A medicina de rua teve início nos EUA nos anos 1980 e 1990 pelas mãos dos ativistas de defesa dos sem-teto Jim O'Connell, em Boston, e Jim Withers, em Pittsburgh. Mas foi só nos últimos cinco anos que ela de fato “pegou”, com alguns poucos programas se tornando mais de 60 em todo país. Mesmo com a chegada à “maturidade”, a medicina de rua enfrenta desafios. Novos líderes estão menos interessados em cultivar uma imagem de caridade e mais em estabelecer a abordagem como uma maneira legítima de levar cuidados com a saúde não apenas para os sem-teto — cuja expectativa de vida é de cerca de 50 anos —, mas também para outras populações desassistidas.

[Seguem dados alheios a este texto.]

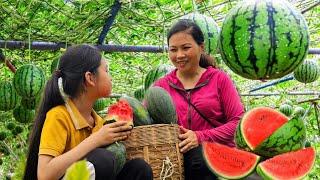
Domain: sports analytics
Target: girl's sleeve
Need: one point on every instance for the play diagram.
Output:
(54, 135)
(232, 109)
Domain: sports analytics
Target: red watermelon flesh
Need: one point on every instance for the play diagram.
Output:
(120, 111)
(291, 165)
(227, 162)
(259, 123)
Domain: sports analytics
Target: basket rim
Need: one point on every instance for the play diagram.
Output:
(154, 125)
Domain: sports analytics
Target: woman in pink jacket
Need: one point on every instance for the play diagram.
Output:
(207, 103)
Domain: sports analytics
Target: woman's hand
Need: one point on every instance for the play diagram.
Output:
(112, 132)
(189, 140)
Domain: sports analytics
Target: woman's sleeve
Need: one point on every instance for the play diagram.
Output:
(232, 109)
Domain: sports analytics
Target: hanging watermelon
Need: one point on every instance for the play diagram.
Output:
(264, 39)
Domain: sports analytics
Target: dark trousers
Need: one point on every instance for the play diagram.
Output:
(104, 163)
(195, 167)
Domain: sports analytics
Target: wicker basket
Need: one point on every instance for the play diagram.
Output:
(158, 145)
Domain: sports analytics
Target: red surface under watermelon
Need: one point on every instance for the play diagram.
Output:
(227, 162)
(291, 165)
(259, 123)
(120, 111)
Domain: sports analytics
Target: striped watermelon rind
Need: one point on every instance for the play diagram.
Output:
(263, 39)
(29, 81)
(291, 165)
(209, 28)
(307, 72)
(8, 96)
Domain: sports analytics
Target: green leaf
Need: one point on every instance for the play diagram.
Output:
(78, 170)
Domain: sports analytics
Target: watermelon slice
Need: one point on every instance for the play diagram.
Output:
(227, 162)
(259, 123)
(289, 137)
(120, 111)
(291, 165)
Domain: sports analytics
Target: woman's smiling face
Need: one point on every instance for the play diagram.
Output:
(184, 52)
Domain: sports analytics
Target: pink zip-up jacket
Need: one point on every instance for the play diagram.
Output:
(215, 97)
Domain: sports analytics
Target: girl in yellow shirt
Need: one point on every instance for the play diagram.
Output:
(66, 128)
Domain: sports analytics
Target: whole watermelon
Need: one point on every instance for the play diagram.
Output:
(307, 72)
(29, 81)
(263, 39)
(209, 29)
(8, 96)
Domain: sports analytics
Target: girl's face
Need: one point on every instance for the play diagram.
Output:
(184, 52)
(103, 83)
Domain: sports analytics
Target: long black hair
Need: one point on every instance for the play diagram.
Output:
(188, 26)
(72, 66)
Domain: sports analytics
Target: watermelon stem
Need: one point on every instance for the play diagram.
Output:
(11, 151)
(316, 110)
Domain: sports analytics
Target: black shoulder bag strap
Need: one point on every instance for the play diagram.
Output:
(189, 101)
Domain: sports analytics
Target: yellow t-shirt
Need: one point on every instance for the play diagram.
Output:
(64, 128)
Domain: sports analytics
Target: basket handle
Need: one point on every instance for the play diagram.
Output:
(167, 169)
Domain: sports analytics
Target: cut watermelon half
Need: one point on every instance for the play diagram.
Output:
(291, 165)
(259, 123)
(227, 162)
(120, 111)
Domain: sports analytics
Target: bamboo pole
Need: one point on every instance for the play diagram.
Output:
(43, 46)
(278, 94)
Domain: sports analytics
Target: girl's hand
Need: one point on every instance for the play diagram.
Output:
(112, 132)
(189, 140)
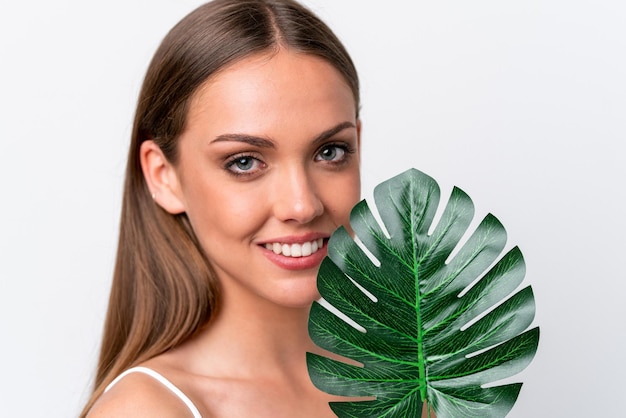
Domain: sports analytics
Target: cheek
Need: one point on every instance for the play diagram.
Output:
(225, 214)
(342, 197)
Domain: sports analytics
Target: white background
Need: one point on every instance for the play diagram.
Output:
(520, 103)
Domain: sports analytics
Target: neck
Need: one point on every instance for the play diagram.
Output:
(254, 338)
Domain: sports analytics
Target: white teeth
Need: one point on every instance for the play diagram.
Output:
(296, 250)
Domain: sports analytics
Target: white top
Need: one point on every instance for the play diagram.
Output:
(164, 381)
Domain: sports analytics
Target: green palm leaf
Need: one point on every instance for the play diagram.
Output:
(427, 337)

Seus defensores também pressionam por mais apoio financeiro dos hospitais, que podem se beneficiar muito quando os semteto recebem cuidados que os mantêm fora dos prontos-socorros. O programa de Feldman — que inclui a equipe de rua, clínicas em oito abrigos e “sopões”, e um serviço de consultas no hospital — reduziu fortemente as idas às emergências e internações entre sua “clientela”. O resultado, para surpresa dos executivos da rede Lehigh Valley, foi um ganho de US$ 3,7 milhões (cerca de R$ 12 milhões) no balanço do ano fiscal de 2017.

Mas talvez o maior desafio que a medicina de rua enfrenta seja fornecer mais serviços de saúde mental. Cerca de um terço dos sem-teto tem graves distúrbios mentais, e dois terços desordens relacionadas ao abuso de drogas. Longas filas de espera para avaliações psiquiátricas atrasam a medicação necessária.

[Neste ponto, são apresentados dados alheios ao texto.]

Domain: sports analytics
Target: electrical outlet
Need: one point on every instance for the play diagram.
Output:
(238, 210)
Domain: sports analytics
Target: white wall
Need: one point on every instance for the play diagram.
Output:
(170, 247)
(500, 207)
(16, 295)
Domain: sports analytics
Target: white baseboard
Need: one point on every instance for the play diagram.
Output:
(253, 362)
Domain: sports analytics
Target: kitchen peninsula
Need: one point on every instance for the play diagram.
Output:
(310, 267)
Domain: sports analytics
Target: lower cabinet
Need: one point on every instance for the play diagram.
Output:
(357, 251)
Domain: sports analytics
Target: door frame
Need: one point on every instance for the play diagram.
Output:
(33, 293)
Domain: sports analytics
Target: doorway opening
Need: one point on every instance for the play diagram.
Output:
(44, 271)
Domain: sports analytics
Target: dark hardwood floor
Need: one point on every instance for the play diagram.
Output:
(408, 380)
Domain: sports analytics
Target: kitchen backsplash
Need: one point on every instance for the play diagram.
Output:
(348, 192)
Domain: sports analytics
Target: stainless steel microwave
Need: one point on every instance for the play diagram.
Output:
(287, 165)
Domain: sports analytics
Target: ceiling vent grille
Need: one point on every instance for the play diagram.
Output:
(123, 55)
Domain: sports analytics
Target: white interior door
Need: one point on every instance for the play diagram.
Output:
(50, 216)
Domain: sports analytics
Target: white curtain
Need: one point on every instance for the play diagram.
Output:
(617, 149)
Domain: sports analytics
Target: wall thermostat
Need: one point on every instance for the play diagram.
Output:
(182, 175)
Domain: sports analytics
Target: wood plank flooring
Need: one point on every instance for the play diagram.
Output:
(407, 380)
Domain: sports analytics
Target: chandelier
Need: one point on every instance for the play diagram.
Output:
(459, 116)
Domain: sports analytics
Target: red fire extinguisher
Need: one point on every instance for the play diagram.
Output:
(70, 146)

A psiquiatra Sheryl Fleisch trabalha neste problema. Em 2014, ela fundou o programa de psiquiatria de rua da Universidade Vanderbilt, uma das poucas iniciativas do tipo no país. Toda quarta, Fleisch e médicos residentes visitam acampamentos em Nashville, distribuindo camisas, cobertores ou qualquer outra coisa que ajude a construir confiança. Então eles se separam para conversar cara a cara com as pessoas esperando nos bancos dos parques, nos pontos de ônibus e em restaurantes de fast-food, fornecendo receitas semanais de medicamentos quando necessário. Fleisch diz que seus pacientes sem-teto quase nunca faltam a uma “consulta”.

— Muitos foram expulsos de outros programas ou são ansiosos demais para sessões regulares nos consultórios — diz. — Temos alguns pacientes que levantam e sentam 15 vezes durante as consultas. Mas não desistimos deles.